INTRO Using language similarity algorithm to identify patterns between offenders in the felony space. We used Quid to compute the language similarity for the criminal behavior of the parties:
In the graph each node represent an offender and it is clustered according to the type of criminal behavior that person has engaged in. The clusters are determined by features from their case charges. Connection between nodes depict similar criminal behavior between two individuals.
Removing the nodes with only one criminal case we remove three large clusters in our network; in particular clusters relating to minor assault, battery assault and assault on females. (We can visually demonstrate the HPPD's policies to warn offenders seems to be working as minor incidents don't show a high likelihood of a repeat offense.)

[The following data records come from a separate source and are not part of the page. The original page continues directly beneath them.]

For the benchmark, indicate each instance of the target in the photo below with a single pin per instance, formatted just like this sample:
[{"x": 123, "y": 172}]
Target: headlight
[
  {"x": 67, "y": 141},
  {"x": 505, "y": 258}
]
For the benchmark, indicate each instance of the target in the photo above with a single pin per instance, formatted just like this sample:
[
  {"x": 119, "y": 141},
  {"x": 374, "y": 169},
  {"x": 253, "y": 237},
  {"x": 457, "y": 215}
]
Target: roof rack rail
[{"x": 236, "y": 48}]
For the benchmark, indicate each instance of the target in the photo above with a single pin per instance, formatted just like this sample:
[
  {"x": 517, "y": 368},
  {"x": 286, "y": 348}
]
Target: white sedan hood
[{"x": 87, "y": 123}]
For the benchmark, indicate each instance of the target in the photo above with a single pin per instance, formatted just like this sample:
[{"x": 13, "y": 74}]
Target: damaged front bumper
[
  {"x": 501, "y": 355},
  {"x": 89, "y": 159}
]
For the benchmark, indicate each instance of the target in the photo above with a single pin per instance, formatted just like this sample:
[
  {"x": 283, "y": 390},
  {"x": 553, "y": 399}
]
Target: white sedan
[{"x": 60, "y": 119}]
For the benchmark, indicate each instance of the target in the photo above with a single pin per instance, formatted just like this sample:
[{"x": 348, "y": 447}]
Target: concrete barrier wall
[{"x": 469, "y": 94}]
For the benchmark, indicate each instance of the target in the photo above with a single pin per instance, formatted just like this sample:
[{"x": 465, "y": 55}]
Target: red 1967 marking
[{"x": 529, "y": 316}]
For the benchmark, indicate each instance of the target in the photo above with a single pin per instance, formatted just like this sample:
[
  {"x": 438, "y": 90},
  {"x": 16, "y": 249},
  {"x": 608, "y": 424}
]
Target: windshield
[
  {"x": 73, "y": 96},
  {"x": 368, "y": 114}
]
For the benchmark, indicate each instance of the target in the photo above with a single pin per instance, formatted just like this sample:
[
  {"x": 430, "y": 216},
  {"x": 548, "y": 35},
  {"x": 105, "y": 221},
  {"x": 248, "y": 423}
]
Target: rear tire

Insight: The fact that entire clusters relative to a minor offenses disappears when we identify single perpetrators does not mean that those behaviors are the not likely to be perpetrated multiple times by an individual. Instead, we can see that to identify serial criminal behavior we have to look for criminals that commit other kinds of felonies. (DV seems to be pervasive across the population but unrelated criminal behavior is a good signal for higher probability of DV.) This signal can help officers gauge/identify high-risk households from other criminal records.
GENDER By plotting the previous network with nodes colored according to gender (of offender) we note that females have high betweenness centrality. The betweenness centrality in network science represents the capability of a node to act as a bridge that connect two or more clusters. We infer here that males seem to specialize (repeat crimes) females are prone to commit crimes without an apparent pattern.
(Figure 3 & 4)
CALCULATOR It would be extremely useful for the police to have the ability to identify recidivism according to some metadata like gender, sex or nature of the first crime committed by a person. In order to provide this competence we used Bayesian inference to calculate the probability that a certain person is likely to be a serial criminal.
(Note: At the moment, for the sake of simplicity, we calculate probabilities based on boolean and not categorical variables. E.g. we do not account the kinds of crime events in all the ones identified by our clusters, but we distinguish just severe offenders (A and B on the DV list) and non-severe crimes (C and D on the DV list), weekday vs. weekend, etc.)
CASE SIMILARITY METRICS Using the same rationale as before we can create a network topology where nodes are single criminal cases and group them according to environmental metadata not present in the dataset (like price of the house where the crime happened) and characteristics of the perpetrator (age, race, priors). Here the network heuristics have been computed using simple cosine similarity without Quid to show that the method can be implemented with open-source software:
(See Figure 5)
A TOOL FOR THE FIELD We want to give officers in the field the opportunity to understand with a certain probability the scenario they may encounter in the field. For this purpose we developed the Crime Scene calculator that, using as input historical data, like the occurrence of crime at a certain day of the week or the ethnicity of the perpetrator, provides the likelihood that the person will be involved in severe DV (category A and B).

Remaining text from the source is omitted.